Wednesday, January 26, 2011

Uniform density runs, sorted on initial position

I went back to the original 4 cases where I varied the initial conditions.  The initial density profile is uniform, and the particles lie exactly on a grid.  Each run has 10k particles, and I have repeated it 4 times to get error bars on the final density profile.  Here is a plot to remind you of what the different initial conditions were:
Runs 1 and 3 behaved very similarly in their evolution, forming a single object that winds up and collapses into the final virialized object.  Runs 2 (with the inflection point in the initial velocities) and 4 (which was initially expanding rather than contracting) were similar to one another in that they each formed 2 distinct objects that later merged to form the final product.  What you will see in this post is that the fate of the innermost and outermost particles depends greatly on the formation history, although the final density profile of the remnant does not. 

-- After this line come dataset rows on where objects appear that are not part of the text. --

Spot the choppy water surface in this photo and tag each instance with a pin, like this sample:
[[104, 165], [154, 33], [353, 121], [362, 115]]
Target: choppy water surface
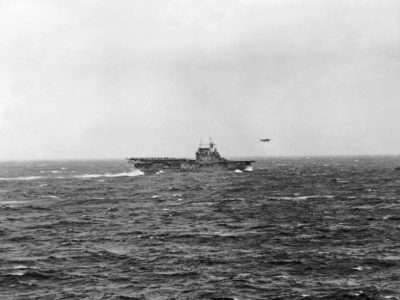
[[326, 228]]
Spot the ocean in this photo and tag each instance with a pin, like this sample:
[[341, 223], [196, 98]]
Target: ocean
[[294, 228]]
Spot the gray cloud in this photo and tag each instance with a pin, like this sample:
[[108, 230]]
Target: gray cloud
[[82, 79]]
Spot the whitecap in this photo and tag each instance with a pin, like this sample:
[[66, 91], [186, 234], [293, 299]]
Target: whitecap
[[20, 178], [249, 169], [123, 174]]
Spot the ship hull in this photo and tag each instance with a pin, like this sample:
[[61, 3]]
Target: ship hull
[[187, 165]]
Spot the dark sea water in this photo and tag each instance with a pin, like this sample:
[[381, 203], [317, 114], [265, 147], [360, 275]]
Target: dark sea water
[[316, 228]]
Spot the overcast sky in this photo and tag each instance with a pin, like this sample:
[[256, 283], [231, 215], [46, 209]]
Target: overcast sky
[[111, 79]]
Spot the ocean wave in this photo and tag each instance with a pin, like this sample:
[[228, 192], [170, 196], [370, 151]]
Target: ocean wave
[[21, 178], [123, 174], [82, 176]]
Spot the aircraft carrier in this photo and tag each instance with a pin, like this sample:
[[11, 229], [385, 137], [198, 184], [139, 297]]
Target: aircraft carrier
[[207, 159]]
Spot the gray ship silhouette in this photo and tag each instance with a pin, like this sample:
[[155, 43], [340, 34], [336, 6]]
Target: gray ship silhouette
[[207, 159]]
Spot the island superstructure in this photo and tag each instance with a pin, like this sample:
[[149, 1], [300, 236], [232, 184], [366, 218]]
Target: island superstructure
[[207, 159]]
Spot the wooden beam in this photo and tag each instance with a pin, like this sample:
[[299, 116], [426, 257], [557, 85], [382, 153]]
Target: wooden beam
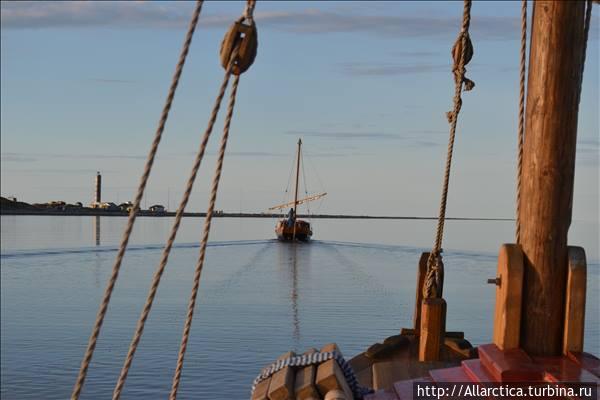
[[575, 301], [433, 327], [305, 388], [421, 273], [553, 93], [330, 377], [509, 291]]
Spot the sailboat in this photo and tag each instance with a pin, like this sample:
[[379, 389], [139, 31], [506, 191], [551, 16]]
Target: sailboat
[[292, 228]]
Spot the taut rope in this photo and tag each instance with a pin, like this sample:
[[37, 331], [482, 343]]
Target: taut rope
[[167, 250], [521, 133], [248, 14], [233, 59], [85, 363], [207, 224], [462, 53]]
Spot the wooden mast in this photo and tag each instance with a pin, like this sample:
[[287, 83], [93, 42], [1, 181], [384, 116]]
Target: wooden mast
[[296, 190], [553, 93]]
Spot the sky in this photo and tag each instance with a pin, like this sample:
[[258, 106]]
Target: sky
[[365, 85]]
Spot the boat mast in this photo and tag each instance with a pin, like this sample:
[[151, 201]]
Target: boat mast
[[296, 190], [297, 177], [553, 93]]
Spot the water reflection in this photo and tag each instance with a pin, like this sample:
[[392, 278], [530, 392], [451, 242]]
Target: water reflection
[[97, 230], [292, 258]]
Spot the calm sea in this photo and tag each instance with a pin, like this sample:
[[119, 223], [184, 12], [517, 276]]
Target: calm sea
[[353, 285]]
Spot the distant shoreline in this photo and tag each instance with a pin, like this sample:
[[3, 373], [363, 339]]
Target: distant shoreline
[[144, 213]]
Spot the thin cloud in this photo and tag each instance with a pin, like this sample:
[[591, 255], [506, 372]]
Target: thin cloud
[[347, 135], [109, 80], [588, 152], [167, 15], [59, 171], [387, 69], [30, 157], [255, 154]]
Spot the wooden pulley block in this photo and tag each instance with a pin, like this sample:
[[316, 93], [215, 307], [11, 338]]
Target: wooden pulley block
[[457, 50], [245, 37]]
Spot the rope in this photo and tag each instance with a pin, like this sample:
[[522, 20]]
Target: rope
[[435, 267], [586, 32], [207, 223], [521, 133], [312, 359], [248, 13], [174, 229], [85, 363]]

Here are the final phase space configurations (transformed so you can see the interior parts too) of the 4 runs.  Reddish brown particles started farthest out, and blue and green particles began life farthest in:




Here we see that for initial conditions 2 and 4, the ones in which there was a merger event, the innermost particles are driven to the far exterior of the object, and the innermost particles of the remnant started life in the outermost ring.   In contrast, for the monolithic cases, the innermost particles of the remnant come from a mixture of intermediate and inner rings, and just as we saw in the power law cases, the distribution of the inner particles is not isotropic in phase space.

Here are plots the initial vs. final positions and velocities of the particles:






These show that there is a very specific band of the initial particles that wind up in the middle of the remnant, in the merger cases.  Also, the "tail" that we were seeing int he velocity plots of the power law cases does not seem to appear here.

Finally, just to complete the story, here are plots of the final density profile of the 4 different runs.




Here it is evident that the monolithic cases scale as $r^{-1/2}$ over more decades than the cases with merger events, but even the cases where the inner particles come mostly from the outer layers scale quite convincingly (at least by eye) like $r^{-1/2}$.